Bis zur US-Präsidentenwahl sind es noch sechs Monate. Das ist dann auch schon die einzige gute Nachricht für Donald Trump (73). Denn die Coronakrise hat seine Chancen auf eine Wiederwahl im November dramatisch geschmälert. Geschieht kein Wunder, dürfte der Republikaner gegen seinen demokratischen Kontrahenten Joe Biden (77) untergehen. Der Grund ist so einfach wie klar: "It's the economy, stupid".

Die Corona-Epidemie hat nämlich auch die USA in die tiefste wirtschaftliche Krise seit der Großen Depression der 1930er Jahre stürzen lassen. Für heuer sagt der Internationale Währungsfonds (IWF) ein Wachstum von -5,9 Prozent voraus. Trumps Wirtschaftsberater Kevin Hassett sprach gar von einem "Schock historischen Ausmaßes". "Ich denke, die nächsten Monate werden schrecklich sein. Sie werden Zahlen sehen, die so schlecht ausfallen wie nie zuvor", sagte er. Trump bleibt dennoch optimistisch und klammert sich an die schwindende Hoffnung, dass die US-Wirtschaft im zweiten Halbjahr vielleicht doch wieder wachsen wird.

Denn von kaum einem Faktor hängen die Wiederwahlchancen eines US-Präsidenten stärker ab als von der Wirtschaftsentwicklung. Seit dem Jahr 1900 hat nämlich nur ein einziger US-Präsident während einer Rezession die Wiederwahl geschafft: Harry Truman im Jahr 1948. Allerdings hatte der Abschwung damals erst wenige Tage vor der Präsidentschaftswahl begonnen. Die Präsidenten William Taft (1912), Herbert Hoover (1932), Jimmy Carter (1980) und George H.W. Bush (1992) wurden jeweils inmitten einer Rezession abgewählt. Sie waren übrigens auch die einzigen Amtsinhaber, denen die Wähler im vergangenen Jahrhundert eine zweite Mandatsperiode verweigerten.

Entsprechend betont der US-Politikwissenschafter Alan Abramowitz in einer aktuellen Analyse, dass eine schrumpfende Wirtschaft im aktuellen Quartal Trumps Wiederwahlchancen zunichte machen würde.
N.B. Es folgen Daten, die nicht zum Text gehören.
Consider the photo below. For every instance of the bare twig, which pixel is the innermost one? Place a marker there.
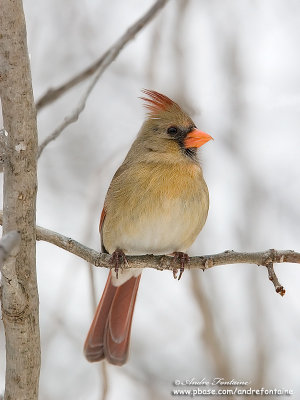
(273, 278)
(52, 94)
(13, 299)
(165, 262)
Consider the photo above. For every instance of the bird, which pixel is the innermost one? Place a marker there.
(157, 203)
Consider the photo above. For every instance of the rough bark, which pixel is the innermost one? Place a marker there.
(19, 313)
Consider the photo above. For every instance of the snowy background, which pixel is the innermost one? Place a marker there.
(235, 66)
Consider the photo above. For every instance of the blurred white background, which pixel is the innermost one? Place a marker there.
(235, 65)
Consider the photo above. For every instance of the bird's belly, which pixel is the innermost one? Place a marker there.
(172, 225)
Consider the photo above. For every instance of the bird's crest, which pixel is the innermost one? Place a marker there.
(157, 103)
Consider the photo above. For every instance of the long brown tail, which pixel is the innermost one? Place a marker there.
(109, 334)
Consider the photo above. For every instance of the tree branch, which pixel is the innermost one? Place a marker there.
(110, 55)
(266, 258)
(13, 299)
(8, 244)
(19, 294)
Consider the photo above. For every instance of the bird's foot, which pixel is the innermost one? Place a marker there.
(182, 258)
(118, 259)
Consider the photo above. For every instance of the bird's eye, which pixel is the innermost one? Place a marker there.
(172, 130)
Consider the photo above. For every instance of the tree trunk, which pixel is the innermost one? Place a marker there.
(20, 306)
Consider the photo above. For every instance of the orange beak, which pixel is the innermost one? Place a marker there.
(196, 138)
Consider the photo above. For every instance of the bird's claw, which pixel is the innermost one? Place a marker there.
(118, 258)
(183, 258)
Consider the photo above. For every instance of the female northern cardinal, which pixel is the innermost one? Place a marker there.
(157, 203)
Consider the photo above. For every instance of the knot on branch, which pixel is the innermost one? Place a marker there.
(273, 278)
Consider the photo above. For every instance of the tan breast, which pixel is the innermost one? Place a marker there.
(155, 208)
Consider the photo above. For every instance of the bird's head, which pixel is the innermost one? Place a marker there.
(168, 128)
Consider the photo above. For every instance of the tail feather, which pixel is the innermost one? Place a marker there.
(109, 334)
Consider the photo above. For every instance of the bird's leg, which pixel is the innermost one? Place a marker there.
(183, 258)
(118, 258)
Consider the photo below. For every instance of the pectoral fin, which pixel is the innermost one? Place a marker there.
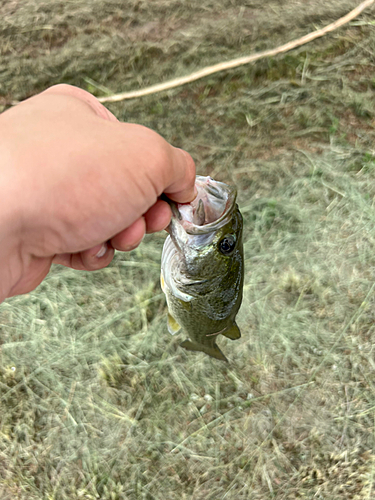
(213, 351)
(233, 332)
(173, 326)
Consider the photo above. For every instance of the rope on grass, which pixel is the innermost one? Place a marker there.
(216, 68)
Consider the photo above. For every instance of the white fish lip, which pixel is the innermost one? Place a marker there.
(217, 197)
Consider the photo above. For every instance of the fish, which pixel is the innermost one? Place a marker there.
(202, 267)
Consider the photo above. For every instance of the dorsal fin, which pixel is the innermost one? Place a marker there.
(173, 326)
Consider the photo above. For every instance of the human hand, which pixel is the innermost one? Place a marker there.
(77, 184)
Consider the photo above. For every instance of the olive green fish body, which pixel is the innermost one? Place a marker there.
(202, 268)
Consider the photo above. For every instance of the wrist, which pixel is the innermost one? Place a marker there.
(10, 220)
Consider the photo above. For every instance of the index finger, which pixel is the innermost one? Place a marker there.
(183, 189)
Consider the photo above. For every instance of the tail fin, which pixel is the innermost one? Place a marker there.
(213, 351)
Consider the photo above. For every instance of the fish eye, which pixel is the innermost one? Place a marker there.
(227, 244)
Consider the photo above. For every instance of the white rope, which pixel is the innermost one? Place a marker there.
(209, 70)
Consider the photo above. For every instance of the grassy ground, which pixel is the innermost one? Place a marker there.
(97, 399)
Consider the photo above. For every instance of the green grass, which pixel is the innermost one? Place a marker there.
(97, 400)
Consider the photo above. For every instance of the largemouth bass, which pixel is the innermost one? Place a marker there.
(202, 267)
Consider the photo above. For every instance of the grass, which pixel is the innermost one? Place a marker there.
(97, 400)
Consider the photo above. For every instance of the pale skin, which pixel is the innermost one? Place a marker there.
(76, 185)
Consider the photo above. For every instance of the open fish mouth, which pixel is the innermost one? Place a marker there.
(210, 210)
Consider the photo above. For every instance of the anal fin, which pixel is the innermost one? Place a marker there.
(213, 351)
(233, 332)
(173, 326)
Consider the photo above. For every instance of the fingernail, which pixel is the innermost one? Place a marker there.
(128, 248)
(102, 251)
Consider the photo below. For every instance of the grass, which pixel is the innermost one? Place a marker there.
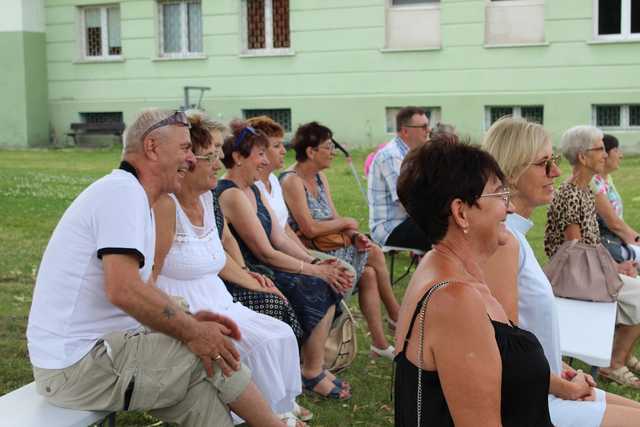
(36, 186)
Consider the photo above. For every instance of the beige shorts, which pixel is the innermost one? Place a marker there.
(169, 381)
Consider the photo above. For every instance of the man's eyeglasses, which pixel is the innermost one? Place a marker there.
(601, 148)
(548, 163)
(177, 118)
(505, 195)
(211, 157)
(423, 127)
(249, 130)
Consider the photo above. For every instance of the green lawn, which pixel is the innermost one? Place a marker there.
(35, 188)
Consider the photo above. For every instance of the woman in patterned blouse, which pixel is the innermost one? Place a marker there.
(572, 216)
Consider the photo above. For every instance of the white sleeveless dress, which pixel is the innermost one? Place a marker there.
(268, 346)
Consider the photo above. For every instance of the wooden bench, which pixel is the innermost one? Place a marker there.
(102, 128)
(392, 251)
(586, 331)
(24, 407)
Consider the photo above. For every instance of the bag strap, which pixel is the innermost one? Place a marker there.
(419, 313)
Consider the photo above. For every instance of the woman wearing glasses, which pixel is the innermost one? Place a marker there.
(609, 207)
(572, 216)
(189, 262)
(313, 288)
(523, 151)
(460, 362)
(308, 197)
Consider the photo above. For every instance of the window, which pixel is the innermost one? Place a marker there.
(266, 24)
(616, 19)
(100, 32)
(412, 24)
(280, 115)
(616, 116)
(180, 28)
(514, 22)
(532, 113)
(104, 117)
(432, 113)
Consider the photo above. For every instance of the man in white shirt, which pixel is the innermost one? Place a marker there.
(389, 222)
(93, 294)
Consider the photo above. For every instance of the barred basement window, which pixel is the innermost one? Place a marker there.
(102, 117)
(180, 28)
(266, 24)
(616, 116)
(532, 113)
(100, 32)
(280, 115)
(432, 113)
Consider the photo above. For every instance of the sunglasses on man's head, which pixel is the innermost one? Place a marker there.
(178, 118)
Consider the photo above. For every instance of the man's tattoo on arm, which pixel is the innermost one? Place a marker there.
(169, 312)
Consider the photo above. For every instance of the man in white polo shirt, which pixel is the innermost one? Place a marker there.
(93, 294)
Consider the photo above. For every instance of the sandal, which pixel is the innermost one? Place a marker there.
(290, 420)
(389, 352)
(301, 412)
(337, 392)
(622, 376)
(633, 364)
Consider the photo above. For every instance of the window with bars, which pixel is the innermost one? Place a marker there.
(280, 115)
(100, 32)
(532, 113)
(432, 113)
(180, 28)
(617, 19)
(616, 116)
(267, 25)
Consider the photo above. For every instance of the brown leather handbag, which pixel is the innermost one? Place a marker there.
(583, 272)
(326, 243)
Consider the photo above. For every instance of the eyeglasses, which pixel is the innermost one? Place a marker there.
(211, 157)
(424, 127)
(601, 148)
(249, 130)
(548, 163)
(505, 195)
(330, 146)
(177, 118)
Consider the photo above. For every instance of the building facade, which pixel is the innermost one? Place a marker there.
(347, 63)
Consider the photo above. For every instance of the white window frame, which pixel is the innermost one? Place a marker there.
(268, 32)
(184, 30)
(104, 28)
(625, 117)
(516, 111)
(625, 24)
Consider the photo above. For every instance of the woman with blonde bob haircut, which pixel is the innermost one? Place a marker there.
(523, 151)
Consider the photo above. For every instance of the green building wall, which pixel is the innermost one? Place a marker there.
(340, 73)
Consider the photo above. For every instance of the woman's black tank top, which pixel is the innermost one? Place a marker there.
(525, 382)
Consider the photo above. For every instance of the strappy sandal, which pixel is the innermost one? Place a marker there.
(622, 376)
(634, 364)
(337, 392)
(301, 412)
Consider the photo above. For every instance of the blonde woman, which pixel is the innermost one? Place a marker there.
(523, 151)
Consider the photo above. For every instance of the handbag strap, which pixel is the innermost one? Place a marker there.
(420, 314)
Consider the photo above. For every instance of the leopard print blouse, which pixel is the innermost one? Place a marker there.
(571, 205)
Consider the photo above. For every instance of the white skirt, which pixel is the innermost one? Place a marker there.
(576, 413)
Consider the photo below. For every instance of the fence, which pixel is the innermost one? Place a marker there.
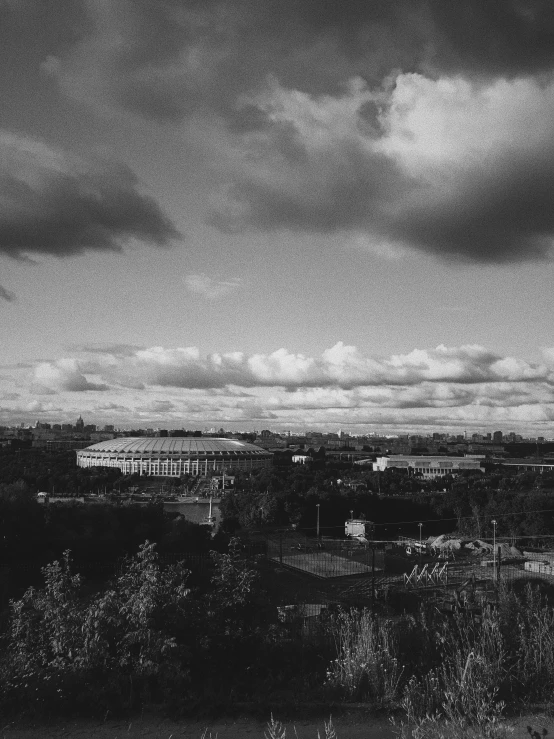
(297, 569)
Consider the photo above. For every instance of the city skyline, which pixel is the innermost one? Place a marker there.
(245, 213)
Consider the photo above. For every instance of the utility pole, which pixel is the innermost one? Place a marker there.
(494, 546)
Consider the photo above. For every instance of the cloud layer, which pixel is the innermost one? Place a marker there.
(445, 386)
(208, 287)
(55, 203)
(421, 123)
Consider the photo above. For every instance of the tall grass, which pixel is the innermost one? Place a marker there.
(367, 665)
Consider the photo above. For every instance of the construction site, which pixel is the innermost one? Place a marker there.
(310, 574)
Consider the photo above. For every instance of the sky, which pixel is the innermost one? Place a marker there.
(285, 214)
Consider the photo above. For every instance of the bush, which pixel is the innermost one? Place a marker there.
(367, 666)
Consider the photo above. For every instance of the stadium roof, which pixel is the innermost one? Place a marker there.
(189, 445)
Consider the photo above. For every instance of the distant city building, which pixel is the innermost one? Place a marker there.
(427, 467)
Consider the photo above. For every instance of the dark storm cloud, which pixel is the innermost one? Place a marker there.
(167, 60)
(179, 58)
(55, 203)
(502, 215)
(6, 294)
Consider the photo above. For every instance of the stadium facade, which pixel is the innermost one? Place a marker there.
(174, 456)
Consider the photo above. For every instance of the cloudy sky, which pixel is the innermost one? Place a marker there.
(278, 213)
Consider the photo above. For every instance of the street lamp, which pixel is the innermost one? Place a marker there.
(494, 547)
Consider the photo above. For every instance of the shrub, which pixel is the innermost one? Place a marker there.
(367, 666)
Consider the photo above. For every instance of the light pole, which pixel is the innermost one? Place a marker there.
(494, 547)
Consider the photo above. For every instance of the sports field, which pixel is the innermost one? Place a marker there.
(323, 564)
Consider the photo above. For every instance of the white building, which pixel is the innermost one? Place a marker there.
(427, 467)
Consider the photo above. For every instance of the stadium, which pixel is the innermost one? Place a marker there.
(174, 456)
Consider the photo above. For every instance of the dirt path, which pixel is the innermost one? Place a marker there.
(346, 728)
(354, 726)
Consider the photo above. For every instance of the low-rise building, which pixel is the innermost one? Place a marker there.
(427, 467)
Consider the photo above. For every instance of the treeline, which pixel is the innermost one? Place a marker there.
(54, 472)
(286, 497)
(30, 531)
(521, 503)
(148, 640)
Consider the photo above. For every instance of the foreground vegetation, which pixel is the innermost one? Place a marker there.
(149, 640)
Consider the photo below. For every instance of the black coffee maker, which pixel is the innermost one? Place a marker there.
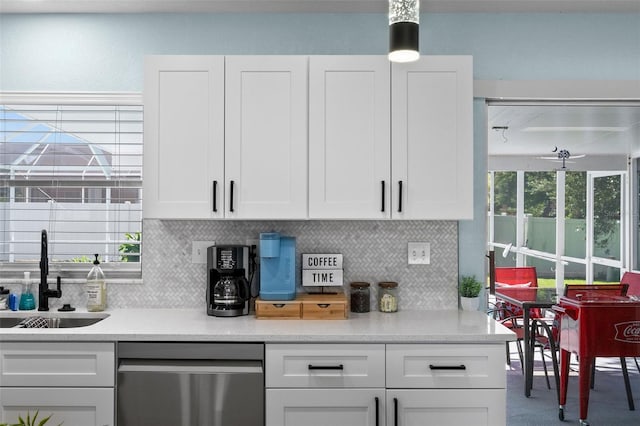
(229, 271)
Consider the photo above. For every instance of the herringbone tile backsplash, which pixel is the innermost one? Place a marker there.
(373, 251)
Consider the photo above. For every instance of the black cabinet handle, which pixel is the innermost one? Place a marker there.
(377, 412)
(215, 195)
(447, 367)
(326, 367)
(231, 196)
(395, 411)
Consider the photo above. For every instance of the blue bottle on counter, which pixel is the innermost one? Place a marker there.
(13, 302)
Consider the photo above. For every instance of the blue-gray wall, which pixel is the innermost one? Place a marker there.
(105, 53)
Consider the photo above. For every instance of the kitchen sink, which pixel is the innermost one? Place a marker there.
(54, 320)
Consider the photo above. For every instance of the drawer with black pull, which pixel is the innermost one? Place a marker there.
(324, 365)
(445, 366)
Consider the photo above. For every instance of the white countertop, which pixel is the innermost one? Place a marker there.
(432, 326)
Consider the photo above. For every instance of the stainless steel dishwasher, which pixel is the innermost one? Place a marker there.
(190, 384)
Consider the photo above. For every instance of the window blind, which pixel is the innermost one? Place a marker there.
(74, 170)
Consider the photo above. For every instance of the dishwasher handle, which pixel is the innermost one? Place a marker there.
(190, 367)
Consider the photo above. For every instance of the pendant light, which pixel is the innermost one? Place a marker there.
(404, 19)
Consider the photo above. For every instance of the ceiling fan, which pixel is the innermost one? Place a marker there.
(562, 155)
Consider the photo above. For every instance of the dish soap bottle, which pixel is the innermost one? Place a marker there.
(27, 301)
(96, 288)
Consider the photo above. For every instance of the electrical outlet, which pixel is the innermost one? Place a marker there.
(199, 251)
(419, 253)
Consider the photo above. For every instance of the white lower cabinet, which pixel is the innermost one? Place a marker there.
(69, 406)
(451, 407)
(324, 407)
(378, 384)
(73, 382)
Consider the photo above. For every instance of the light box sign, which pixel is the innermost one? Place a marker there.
(322, 270)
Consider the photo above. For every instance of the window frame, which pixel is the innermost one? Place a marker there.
(127, 271)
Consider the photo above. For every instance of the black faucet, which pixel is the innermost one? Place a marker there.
(43, 291)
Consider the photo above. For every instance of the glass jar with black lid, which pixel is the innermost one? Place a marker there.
(388, 296)
(360, 295)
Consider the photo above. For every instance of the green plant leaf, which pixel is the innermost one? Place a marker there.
(43, 421)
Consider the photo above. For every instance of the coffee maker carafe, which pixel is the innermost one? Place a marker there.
(228, 275)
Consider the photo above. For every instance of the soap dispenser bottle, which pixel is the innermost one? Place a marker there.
(27, 301)
(96, 288)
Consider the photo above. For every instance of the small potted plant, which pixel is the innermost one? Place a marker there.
(470, 289)
(30, 421)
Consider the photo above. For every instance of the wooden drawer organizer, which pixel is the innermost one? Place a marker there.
(305, 306)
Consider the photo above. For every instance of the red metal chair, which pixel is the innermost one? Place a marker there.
(523, 276)
(632, 279)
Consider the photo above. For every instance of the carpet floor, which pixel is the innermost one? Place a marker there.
(607, 400)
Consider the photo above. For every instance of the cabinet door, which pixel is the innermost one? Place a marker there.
(482, 407)
(57, 364)
(266, 137)
(183, 137)
(349, 137)
(322, 407)
(68, 406)
(432, 139)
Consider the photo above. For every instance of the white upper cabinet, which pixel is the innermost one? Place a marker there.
(183, 136)
(266, 137)
(297, 137)
(225, 137)
(349, 137)
(432, 138)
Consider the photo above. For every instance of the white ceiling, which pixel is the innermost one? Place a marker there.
(491, 6)
(581, 128)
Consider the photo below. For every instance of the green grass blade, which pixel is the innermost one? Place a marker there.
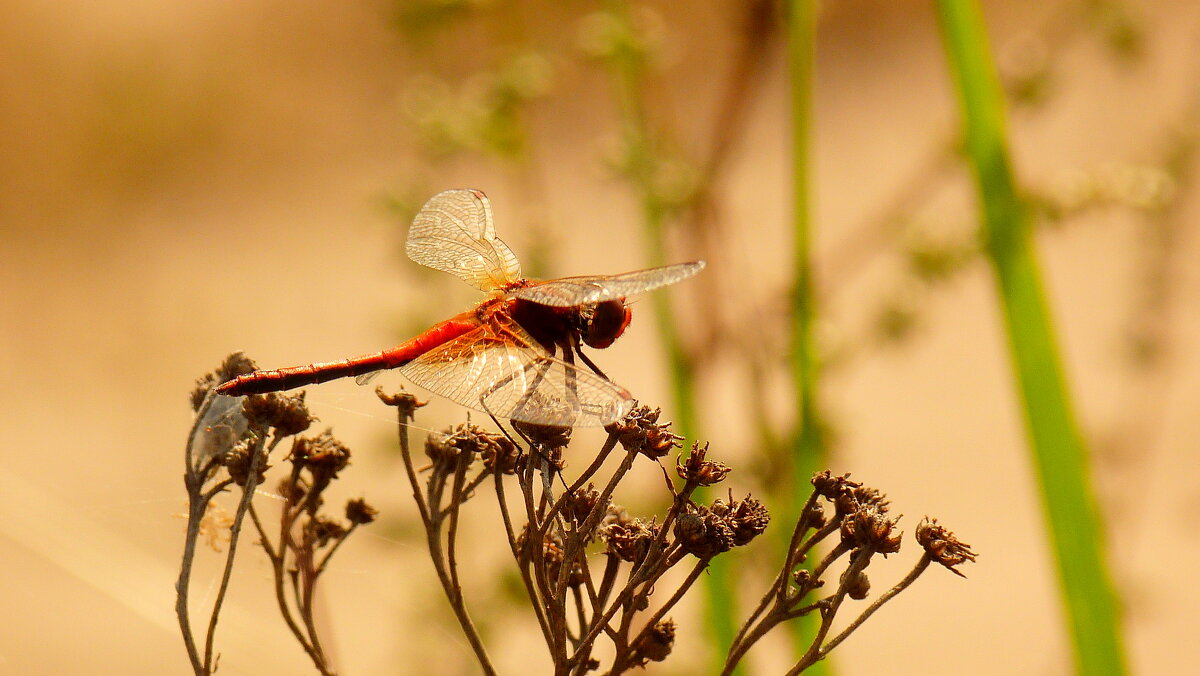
(808, 450)
(1059, 452)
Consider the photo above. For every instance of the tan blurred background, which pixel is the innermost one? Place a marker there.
(184, 179)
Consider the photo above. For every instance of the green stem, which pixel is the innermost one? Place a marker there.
(808, 449)
(628, 70)
(1059, 450)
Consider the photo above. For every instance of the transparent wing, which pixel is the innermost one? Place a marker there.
(568, 292)
(454, 233)
(499, 369)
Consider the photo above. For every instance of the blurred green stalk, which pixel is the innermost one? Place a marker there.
(1057, 447)
(628, 69)
(808, 449)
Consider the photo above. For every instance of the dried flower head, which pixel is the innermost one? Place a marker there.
(287, 413)
(359, 513)
(870, 528)
(629, 540)
(545, 436)
(640, 431)
(942, 545)
(700, 472)
(501, 455)
(858, 586)
(581, 502)
(322, 531)
(805, 581)
(323, 455)
(552, 556)
(405, 401)
(655, 644)
(234, 365)
(749, 519)
(705, 532)
(237, 462)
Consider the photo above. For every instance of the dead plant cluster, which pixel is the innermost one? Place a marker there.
(595, 576)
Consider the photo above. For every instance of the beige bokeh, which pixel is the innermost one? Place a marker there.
(178, 180)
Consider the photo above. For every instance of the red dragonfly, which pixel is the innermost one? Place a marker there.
(514, 354)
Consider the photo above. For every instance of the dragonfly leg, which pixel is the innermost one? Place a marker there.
(576, 350)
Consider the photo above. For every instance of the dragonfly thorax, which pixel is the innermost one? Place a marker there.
(601, 323)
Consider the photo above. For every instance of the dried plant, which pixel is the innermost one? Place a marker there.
(229, 446)
(593, 573)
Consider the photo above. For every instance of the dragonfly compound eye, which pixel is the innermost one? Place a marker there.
(604, 323)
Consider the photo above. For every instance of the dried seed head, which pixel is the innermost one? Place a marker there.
(323, 456)
(405, 402)
(546, 436)
(322, 531)
(501, 455)
(705, 532)
(858, 586)
(750, 519)
(804, 580)
(814, 516)
(640, 431)
(581, 503)
(655, 644)
(700, 472)
(942, 545)
(873, 530)
(233, 366)
(629, 540)
(552, 556)
(439, 449)
(237, 462)
(287, 413)
(359, 513)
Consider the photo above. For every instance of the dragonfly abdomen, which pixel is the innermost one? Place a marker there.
(277, 380)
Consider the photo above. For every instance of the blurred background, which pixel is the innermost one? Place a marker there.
(179, 180)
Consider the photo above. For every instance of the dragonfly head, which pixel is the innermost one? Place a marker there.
(604, 322)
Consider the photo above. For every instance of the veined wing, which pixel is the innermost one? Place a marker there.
(454, 233)
(568, 292)
(499, 369)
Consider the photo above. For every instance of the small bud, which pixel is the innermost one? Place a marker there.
(501, 455)
(233, 366)
(654, 645)
(706, 532)
(700, 472)
(359, 513)
(237, 462)
(323, 530)
(581, 503)
(287, 413)
(546, 436)
(870, 528)
(942, 545)
(405, 401)
(630, 540)
(858, 586)
(804, 580)
(323, 455)
(640, 430)
(750, 519)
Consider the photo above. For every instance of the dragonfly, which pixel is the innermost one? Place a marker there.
(514, 354)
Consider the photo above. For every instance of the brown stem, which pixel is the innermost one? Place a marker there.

Es bräuchte zumindest "moderates" Wirtschaftswachstum, verbunden mit besseren persönlichen Zustimmungswerten, damit Trump als Favorit in die Wahl gehen könne, schreibt Abramowitz in einer auf den Ergebnissen von elf früheren Präsidentenwahlen beruhenden Analyse.

Dabei hatte das Wahljahr für den Amtsinhaber doch so gut begonnen. Mit massivem Deficit Spending und einer Deregulierungspolitik hatte er die Arbeitslosenquote auf 3,5 Prozent gedrückt, den niedrigsten Stand seit 1969. Die oppositionellen Demokraten waren zu diesem Zeitpunkt in einem chaotischen Vorwahlprozess verstrickt, in dem der linksgerichtete Senator Bernie Sanders Oberwasser hatte. Trump machte kein Hehl daraus, dass er sich den "demokratischen Sozialisten" als Gegenkandidaten wünschte.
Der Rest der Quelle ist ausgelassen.